There is very little fear of loss of customers in public transport operators as they, in the majority, operate in a monopoly market where competition is not real and therefore pricing and fares are in-elastic to normal supply and demand economics of a true free market.

The move to Account-Based Ticketing has brought with it more and more complexity for the true customer where they are required to:

  • Sign up
  • Acquire a Smartcard
  • Top up the Smartcard
  • Link their payment details to the Smartcard
  • Not able to use the many mobile applications to access transport networks
  • Still buy the same “ticket” for the same “fare” to “load” onto their Smartcard

So, as you can see, the only difference with Account-Based Ticketing and traditional ticketing is that it is more complex with tighter controls from PTO’s and less flexibility and openness to the customer.

img-id-card-illus

ID-based ticketing will be the next revolution in transport

The convergence of payment and ticketing, as seen in London, does allow the “harvesting of time”, access to the transport systems is seamless and, with the exception of taking an existing card out of a wallet, friction free. This is a step forward.

My phone knows me, one quick glance and it opens up my world, just as my brain does in the morning sun. So, my face is my ID. So why not apply this to ticketing?

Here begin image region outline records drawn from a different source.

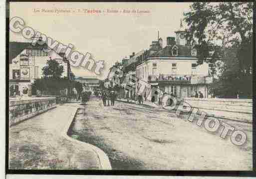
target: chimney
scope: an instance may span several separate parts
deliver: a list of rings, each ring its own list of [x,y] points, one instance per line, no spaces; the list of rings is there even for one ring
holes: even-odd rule
[[[166,38],[166,44],[167,46],[171,46],[175,44],[175,37],[167,37]]]

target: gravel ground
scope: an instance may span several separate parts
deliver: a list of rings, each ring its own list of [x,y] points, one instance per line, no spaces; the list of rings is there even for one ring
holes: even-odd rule
[[[237,146],[230,134],[222,139],[222,130],[207,132],[165,110],[102,103],[92,98],[85,106],[85,115],[80,112],[73,123],[70,135],[104,151],[113,170],[252,170],[252,124],[225,120],[247,133],[247,142]]]

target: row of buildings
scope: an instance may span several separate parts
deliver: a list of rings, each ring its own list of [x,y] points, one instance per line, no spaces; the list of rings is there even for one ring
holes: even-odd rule
[[[167,37],[166,46],[163,47],[163,39],[158,35],[147,50],[133,52],[129,58],[122,61],[124,73],[118,78],[109,77],[112,86],[122,87],[120,95],[122,97],[135,98],[140,90],[140,83],[146,83],[145,99],[155,99],[152,88],[156,88],[166,94],[179,98],[193,97],[196,92],[202,93],[204,98],[210,96],[209,84],[212,82],[210,63],[198,64],[199,52],[197,45],[192,44],[186,38],[186,31],[181,22],[180,29],[175,31],[176,37]],[[210,55],[213,51],[210,52]],[[211,56],[209,57],[211,58]],[[129,88],[122,84],[132,78],[134,83]]]

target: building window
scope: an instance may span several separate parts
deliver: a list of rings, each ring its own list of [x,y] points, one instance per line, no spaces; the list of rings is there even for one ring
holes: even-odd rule
[[[192,50],[191,50],[191,54],[192,56],[197,56],[197,50],[193,49]]]
[[[197,64],[196,63],[192,63],[191,64],[191,67],[192,68],[192,75],[195,75],[197,71]]]
[[[177,74],[176,63],[172,64],[172,74],[176,75]]]
[[[39,49],[36,49],[36,56],[39,56],[39,51],[40,51]]]
[[[156,63],[153,63],[153,71],[152,71],[153,75],[156,74],[156,70],[157,70],[157,64],[156,64]]]
[[[173,56],[178,55],[178,48],[176,46],[174,46],[173,48]]]

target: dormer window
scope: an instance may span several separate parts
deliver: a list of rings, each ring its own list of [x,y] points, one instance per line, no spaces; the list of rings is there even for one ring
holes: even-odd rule
[[[191,50],[191,55],[192,56],[197,56],[197,49],[192,49]]]
[[[178,48],[176,46],[174,46],[172,49],[173,56],[178,56]]]

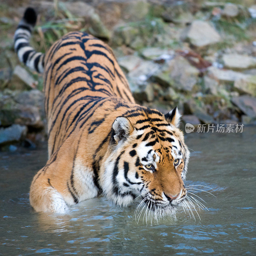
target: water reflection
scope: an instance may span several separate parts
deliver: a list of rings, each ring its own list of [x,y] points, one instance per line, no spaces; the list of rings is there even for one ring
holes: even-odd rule
[[[196,152],[186,186],[212,188],[216,197],[197,191],[209,210],[198,212],[201,220],[181,209],[176,218],[154,221],[152,226],[136,222],[139,201],[124,209],[101,196],[66,215],[35,212],[28,192],[32,177],[45,162],[46,148],[1,153],[0,254],[255,255],[255,129],[237,135],[189,135],[186,141]]]

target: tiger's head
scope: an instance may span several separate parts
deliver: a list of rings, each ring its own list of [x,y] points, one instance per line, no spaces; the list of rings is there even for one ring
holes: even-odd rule
[[[165,115],[145,108],[116,119],[100,177],[107,197],[125,206],[140,197],[150,210],[175,213],[186,196],[189,157],[180,117],[177,108]]]

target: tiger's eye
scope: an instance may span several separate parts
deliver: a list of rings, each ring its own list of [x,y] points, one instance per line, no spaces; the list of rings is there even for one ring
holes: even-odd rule
[[[175,160],[174,160],[173,162],[173,164],[174,164],[174,165],[177,165],[177,164],[179,164],[179,162],[180,162],[180,159],[175,159]]]
[[[148,169],[150,169],[152,167],[152,164],[147,164],[146,165],[146,168],[147,168]]]

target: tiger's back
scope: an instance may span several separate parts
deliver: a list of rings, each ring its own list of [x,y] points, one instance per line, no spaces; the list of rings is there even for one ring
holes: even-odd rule
[[[104,99],[134,102],[112,50],[91,35],[68,33],[52,46],[45,60],[49,156],[77,126],[95,119],[92,112]],[[92,124],[92,129],[103,122]]]
[[[32,181],[32,206],[64,213],[102,192],[173,214],[186,196],[189,156],[177,108],[164,115],[136,104],[112,50],[90,35],[70,33],[36,52],[29,41],[36,20],[28,8],[14,38],[21,61],[44,72],[49,159]]]

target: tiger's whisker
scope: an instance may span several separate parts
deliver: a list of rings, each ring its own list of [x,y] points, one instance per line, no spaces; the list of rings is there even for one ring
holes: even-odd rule
[[[189,203],[193,207],[193,208],[194,208],[194,209],[195,209],[195,210],[196,211],[196,214],[198,215],[198,217],[199,217],[199,220],[201,220],[201,218],[200,218],[200,216],[199,216],[199,214],[198,214],[198,212],[197,212],[197,211],[196,210],[196,208],[195,208],[195,205],[194,205],[194,204],[193,204],[193,203],[191,202],[191,201],[190,200],[190,199],[189,197],[187,197],[187,199],[188,200],[188,202],[189,202]]]
[[[194,190],[200,190],[200,191],[203,191],[204,192],[205,192],[206,193],[208,193],[209,194],[210,194],[212,196],[214,196],[215,197],[217,197],[215,196],[214,196],[214,195],[213,195],[213,194],[212,194],[212,193],[210,193],[210,192],[208,192],[208,191],[205,191],[205,190],[203,190],[203,189],[200,189],[199,188],[193,188],[192,189],[194,189]],[[188,189],[187,189],[187,190],[191,190],[192,189],[191,188],[189,188]]]
[[[191,198],[193,198],[193,199],[194,199],[194,200],[195,200],[196,202],[197,202],[197,203],[199,204],[200,204],[201,205],[202,207],[203,207],[204,208],[205,208],[205,209],[207,209],[207,211],[209,211],[207,208],[204,204],[203,204],[200,202],[198,201],[198,200],[197,200],[197,199],[196,199],[194,197],[192,196],[190,196]],[[204,210],[203,209],[202,209],[202,210],[203,210],[203,211]]]
[[[202,201],[204,202],[206,204],[207,204],[206,202],[203,199],[203,198],[201,198],[200,196],[197,196],[196,195],[195,195],[193,193],[191,193],[191,192],[188,192],[188,191],[187,191],[187,193],[189,193],[190,194],[191,194],[191,195],[193,195],[194,196],[197,196],[198,198],[200,198],[200,199],[201,199]]]

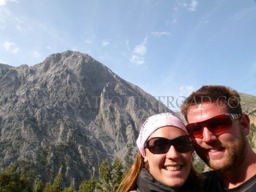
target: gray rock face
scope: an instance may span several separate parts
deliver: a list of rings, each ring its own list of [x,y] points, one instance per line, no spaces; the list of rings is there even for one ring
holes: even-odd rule
[[[140,126],[169,111],[89,55],[67,51],[32,67],[0,65],[0,171],[10,165],[75,186],[103,159],[123,157]]]

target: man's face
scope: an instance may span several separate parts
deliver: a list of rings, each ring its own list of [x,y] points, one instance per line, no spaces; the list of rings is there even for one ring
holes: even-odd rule
[[[224,105],[215,102],[193,106],[187,112],[188,123],[199,122],[229,112]],[[225,171],[239,165],[245,154],[246,142],[239,120],[222,134],[214,134],[207,127],[203,128],[203,137],[195,138],[195,148],[199,157],[212,169]]]

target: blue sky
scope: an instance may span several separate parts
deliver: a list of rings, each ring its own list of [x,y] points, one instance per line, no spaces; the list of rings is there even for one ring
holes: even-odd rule
[[[256,96],[256,19],[253,0],[0,0],[0,63],[77,50],[166,105],[203,85]]]

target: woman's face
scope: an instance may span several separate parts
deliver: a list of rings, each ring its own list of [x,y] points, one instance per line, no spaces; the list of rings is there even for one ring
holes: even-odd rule
[[[181,129],[166,126],[157,129],[149,137],[160,137],[170,139],[187,135]],[[168,186],[178,188],[187,178],[191,167],[192,152],[180,153],[173,145],[164,154],[154,154],[145,149],[144,161],[149,165],[149,172],[157,181]]]

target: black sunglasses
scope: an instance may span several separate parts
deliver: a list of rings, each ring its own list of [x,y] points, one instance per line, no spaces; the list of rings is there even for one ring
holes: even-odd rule
[[[172,139],[163,137],[153,137],[145,143],[144,147],[154,154],[163,154],[167,153],[172,145],[177,151],[185,153],[192,150],[194,141],[190,135],[182,135]]]

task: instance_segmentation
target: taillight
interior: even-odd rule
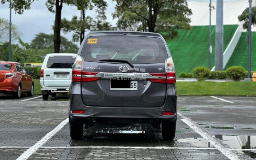
[[[8,73],[5,74],[5,79],[11,78],[14,77],[15,75],[15,74],[13,73]]]
[[[41,69],[40,71],[40,77],[44,77],[44,69]]]
[[[162,114],[163,116],[174,116],[174,115],[173,112],[163,112]]]
[[[101,79],[100,78],[93,76],[97,74],[97,72],[82,72],[82,82],[96,81]]]
[[[82,71],[82,58],[78,55],[72,70],[72,82],[91,82],[97,81],[100,78],[95,77],[98,72]]]
[[[150,74],[152,78],[148,80],[156,83],[174,84],[176,83],[176,73],[174,65],[171,56],[165,60],[165,73]]]
[[[154,76],[154,78],[148,79],[149,81],[161,83],[165,83],[166,82],[166,75],[165,73],[150,74]]]

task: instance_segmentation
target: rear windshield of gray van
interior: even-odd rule
[[[48,60],[46,67],[48,68],[70,68],[71,64],[74,63],[75,56],[51,56]]]
[[[164,63],[168,57],[163,40],[158,38],[101,36],[86,39],[82,56],[85,61],[121,60],[133,64]]]
[[[12,65],[9,64],[0,64],[0,70],[9,70],[12,68]]]

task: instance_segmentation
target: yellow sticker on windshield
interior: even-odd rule
[[[87,43],[88,44],[96,44],[97,43],[97,39],[89,39]]]

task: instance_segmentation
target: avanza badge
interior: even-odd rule
[[[97,43],[97,39],[89,39],[87,42],[87,44],[96,44]]]

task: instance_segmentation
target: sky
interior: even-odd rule
[[[106,11],[107,21],[112,26],[115,26],[117,19],[113,19],[111,14],[114,12],[115,3],[112,0],[105,0],[108,4]],[[14,10],[12,12],[12,22],[18,27],[23,41],[30,43],[34,38],[35,35],[43,32],[46,34],[53,34],[52,29],[54,24],[55,14],[50,12],[45,5],[46,0],[36,0],[32,3],[31,9],[26,10],[23,14],[15,14]],[[208,25],[209,24],[209,0],[188,0],[188,7],[192,9],[193,15],[191,18],[192,26]],[[212,0],[213,5],[216,6],[216,0]],[[254,4],[256,0],[254,0]],[[237,24],[237,17],[242,13],[248,5],[247,0],[224,0],[224,24]],[[0,3],[0,18],[9,20],[9,4],[2,4]],[[212,11],[212,24],[216,22],[216,9]],[[80,12],[75,7],[64,4],[62,12],[62,17],[71,19],[74,15],[80,17]],[[87,10],[86,15],[93,17],[96,16],[93,11]],[[255,30],[256,30],[255,29]],[[72,40],[72,33],[61,35],[69,40]],[[14,42],[15,43],[15,42]],[[79,43],[76,44],[79,45]]]
[[[12,23],[18,27],[21,39],[26,43],[30,43],[34,38],[35,35],[43,32],[46,34],[53,34],[52,29],[55,18],[55,14],[49,12],[46,5],[46,0],[40,0],[33,2],[31,8],[26,10],[23,14],[15,14],[14,10],[12,12]],[[115,26],[117,19],[113,19],[111,13],[114,11],[115,4],[111,0],[107,0],[108,8],[106,11],[107,21],[112,26]],[[80,17],[80,13],[75,7],[64,4],[62,8],[62,18],[65,17],[71,20],[72,17],[77,15]],[[93,11],[86,10],[86,16],[96,16]],[[0,3],[0,18],[9,20],[9,3],[2,4]],[[61,34],[69,40],[72,40],[72,33]],[[76,43],[79,44],[79,43]]]

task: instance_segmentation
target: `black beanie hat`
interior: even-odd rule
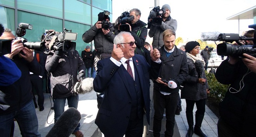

Let’s just pause a minute and address the simplicity of what I am saying versus the reality of the world we live in. I fully understand that giving up your identity to technology is, for a lot of people, something that brings caution, nervousness and fear. I understand that systemic and revolutionary change cannot just be “turned on” overnight. That said we are not far away.

We, at Worldline, believe that ID-based ticketing will be the next revolution in transport. The ID does not have to be biometric, i.e. your face, fingerprint, iris etc. It can start somewhere else with contactless bank cards, license plates, passports or even your Social Media account as long as we as individuals accept that change is inevitable.

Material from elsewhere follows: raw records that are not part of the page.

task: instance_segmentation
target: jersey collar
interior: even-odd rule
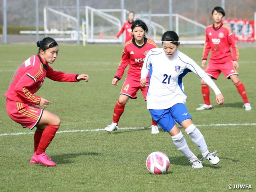
[[[41,57],[38,54],[37,56],[38,56],[38,58],[39,58],[39,59],[40,60],[41,63],[42,63],[43,64],[43,66],[44,67],[44,68],[47,71],[47,67],[46,66],[47,64],[46,63],[44,63],[44,62],[43,62],[43,60],[42,59],[42,58],[41,58]]]

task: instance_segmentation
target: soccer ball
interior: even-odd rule
[[[150,173],[162,174],[166,173],[168,170],[170,160],[164,153],[155,151],[148,156],[146,162],[146,165]]]

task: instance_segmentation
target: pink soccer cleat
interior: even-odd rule
[[[33,156],[33,157],[32,157],[32,158],[31,158],[31,159],[30,159],[30,163],[31,164],[40,164],[40,163],[39,163],[36,160],[34,159],[33,158],[33,157],[34,157],[34,156]]]
[[[56,164],[52,160],[52,159],[46,155],[44,152],[40,155],[37,155],[35,152],[31,160],[30,160],[30,163],[32,163],[31,162],[36,162],[37,163],[41,163],[42,165],[44,165],[46,167],[48,166],[56,166]],[[34,164],[36,163],[33,163]]]

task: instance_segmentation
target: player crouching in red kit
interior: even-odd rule
[[[46,77],[55,81],[77,82],[82,80],[87,82],[89,76],[54,70],[49,64],[53,63],[58,56],[58,44],[50,37],[37,43],[39,47],[38,54],[20,65],[4,94],[7,98],[6,110],[10,117],[23,128],[32,130],[36,127],[34,135],[34,153],[30,163],[55,166],[56,164],[45,151],[60,126],[60,120],[56,115],[43,109],[52,102],[34,94],[43,85]]]
[[[211,50],[210,60],[205,68],[205,72],[211,78],[217,79],[222,72],[226,78],[231,79],[244,100],[243,108],[245,107],[246,110],[249,111],[252,107],[248,101],[244,86],[239,80],[236,70],[239,67],[238,62],[238,50],[231,30],[222,22],[222,18],[225,16],[225,11],[220,7],[215,7],[212,12],[212,15],[214,23],[208,26],[205,30],[206,40],[202,66],[205,66],[208,54]],[[209,86],[203,80],[201,80],[201,84],[204,104],[196,110],[211,109]]]

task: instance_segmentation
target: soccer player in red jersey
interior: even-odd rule
[[[126,104],[130,98],[137,98],[136,93],[139,89],[141,90],[146,100],[148,88],[140,86],[141,68],[145,57],[148,51],[153,48],[158,47],[153,41],[145,37],[145,34],[148,32],[148,29],[143,21],[140,20],[135,20],[131,28],[134,38],[124,45],[124,53],[117,73],[112,80],[112,85],[117,85],[117,82],[122,78],[124,70],[130,64],[127,78],[125,79],[119,98],[114,110],[113,122],[105,128],[109,132],[118,129],[119,119],[124,112]],[[151,128],[152,134],[159,132],[157,124],[153,119]]]
[[[4,94],[7,97],[6,110],[10,117],[23,128],[32,130],[36,127],[34,135],[34,153],[30,163],[55,166],[56,164],[45,151],[60,126],[60,120],[56,115],[43,109],[52,103],[51,102],[34,94],[43,85],[46,77],[55,81],[77,82],[82,80],[87,82],[89,76],[57,72],[50,66],[49,64],[54,62],[59,50],[58,44],[52,38],[46,37],[38,41],[37,46],[39,47],[38,54],[21,64],[13,75]]]
[[[214,24],[206,29],[206,40],[203,53],[202,66],[205,66],[208,54],[210,50],[212,54],[208,65],[204,71],[211,78],[217,79],[222,72],[226,78],[231,79],[236,87],[237,90],[242,96],[244,103],[243,108],[249,111],[252,109],[248,101],[245,88],[238,77],[237,69],[239,67],[238,63],[238,50],[236,44],[231,30],[222,22],[222,18],[225,16],[225,11],[220,7],[215,7],[212,12]],[[230,51],[230,47],[232,53]],[[204,104],[201,105],[197,110],[211,109],[210,100],[209,86],[201,80],[202,92]]]
[[[134,18],[134,13],[132,11],[130,12],[128,14],[128,20],[124,23],[123,26],[121,30],[120,30],[117,35],[115,38],[115,40],[116,40],[117,38],[120,36],[124,31],[125,31],[125,43],[132,39],[132,25],[133,23],[133,20]]]

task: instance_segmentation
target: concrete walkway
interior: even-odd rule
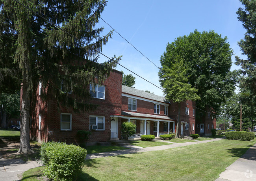
[[[215,181],[256,181],[256,144],[226,168]]]
[[[36,161],[0,158],[0,181],[19,181],[18,175],[30,168],[41,166]]]
[[[123,146],[124,147],[129,148],[127,150],[119,150],[113,152],[104,152],[103,153],[98,153],[93,154],[88,154],[86,156],[86,159],[92,159],[98,158],[107,156],[117,156],[118,155],[123,155],[124,154],[132,154],[135,153],[140,153],[142,152],[150,152],[150,151],[157,151],[158,150],[166,150],[172,148],[182,147],[183,146],[190,145],[195,144],[201,143],[208,143],[219,141],[222,139],[221,138],[214,138],[210,140],[199,141],[196,142],[189,142],[179,143],[168,141],[169,143],[173,143],[172,145],[165,145],[158,146],[156,147],[148,147],[147,148],[143,148],[142,147],[137,147],[133,145]]]

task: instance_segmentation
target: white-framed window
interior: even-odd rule
[[[93,129],[93,125],[96,125],[97,130],[105,130],[105,117],[90,116],[89,129]]]
[[[159,114],[160,106],[159,104],[154,104],[154,113],[155,114]]]
[[[91,96],[98,99],[105,99],[105,86],[90,84],[90,93]]]
[[[167,106],[165,106],[164,114],[165,115],[168,115],[168,107]]]
[[[168,131],[167,130],[167,123],[166,122],[163,123],[163,131],[165,132]]]
[[[41,114],[39,114],[38,115],[38,122],[39,123],[39,129],[41,129],[41,125],[42,123],[42,119],[41,118]]]
[[[188,130],[188,123],[186,123],[185,124],[185,130]]]
[[[132,110],[136,110],[137,100],[131,98],[128,98],[128,109]]]
[[[186,107],[186,112],[185,112],[185,114],[187,115],[188,115],[189,111],[189,108],[188,107]]]
[[[42,93],[42,82],[41,81],[39,82],[39,95],[41,95]]]
[[[154,131],[157,131],[157,121],[154,121]]]
[[[71,130],[72,115],[69,113],[61,113],[61,130]]]

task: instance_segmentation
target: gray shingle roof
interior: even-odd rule
[[[165,98],[164,97],[153,94],[144,91],[132,88],[125,85],[122,85],[122,93],[129,94],[160,102],[169,103],[169,102],[165,99]]]

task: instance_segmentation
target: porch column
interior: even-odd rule
[[[159,121],[157,121],[157,134],[156,136],[159,136]]]
[[[147,134],[147,120],[144,121],[144,132],[146,135]]]

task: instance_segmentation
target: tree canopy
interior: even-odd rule
[[[5,64],[9,66],[0,81],[4,82],[9,76],[22,83],[19,152],[26,153],[31,152],[30,103],[39,81],[42,96],[50,91],[58,102],[89,110],[96,106],[86,101],[91,96],[84,87],[95,81],[101,83],[120,58],[114,56],[97,63],[99,52],[112,33],[101,36],[103,28],[95,27],[105,0],[18,1],[0,0],[0,71],[4,71]],[[10,71],[13,70],[20,72],[20,79],[15,71]],[[68,96],[61,87],[71,89],[74,96]]]
[[[173,66],[177,57],[184,60],[187,82],[198,90],[200,97],[197,107],[204,109],[210,105],[215,113],[235,89],[237,73],[230,71],[233,51],[227,39],[213,31],[196,30],[168,43],[160,60],[163,67]]]
[[[133,87],[132,86],[135,84],[135,77],[132,76],[131,74],[126,75],[124,74],[124,72],[122,71],[122,85],[135,88],[135,87]]]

The benefits of using existing IDs in the ticketing world will make the experience of the customer seamless and friction free, there will be an increase in satisfaction and, with the right infrastructure, an increase in revenue collected.

The paralysis that the fear of change brings into many boardrooms worldwide has to be starred down. The challenge of “adoption”, “revenue leakage”, “loss of customers”, are flights of fantasy.

We already have in the world:

  • cEMV
  • Tokenisation
  • Be in Be Out
  • Biometrics

Bringing it into transport should be a natural extension of the wider world not a challenge on a herculean scale. Do we want to be Blockbuster or Netflix?

The ID that we have as people allows us to be human, it is unique and allow us to be recognized as a single individual. The evolution and revolution of the world over millennium has allowed us as a species to “harvest time”. The primary aim of travel and transport is to move our species as fast as possible between two different points, in doing that we should also be focusing on the access part of the experience and looking to revolutionize in line with the likes of autonomous vehicles and on demand transport systems.

The generations coming up quickly behind us just want to move, simply and quickly, they won’t own cars, they do want to access services simply, they trust technology in the same way generations before them trusted the telephone, telegram, the Pony Express, hieroglyphics and cave paintings.

They were all new at some point in time but they all evolved, change happens, we either decide to roll with it, lead it and drive it or accept our terminal decline.

Time is short, we all only get one shot at this life, the more time we can harvest for what we want to do from the important parts of our life the better.

Before we know it, we will be joining Starman in a trip to Mars.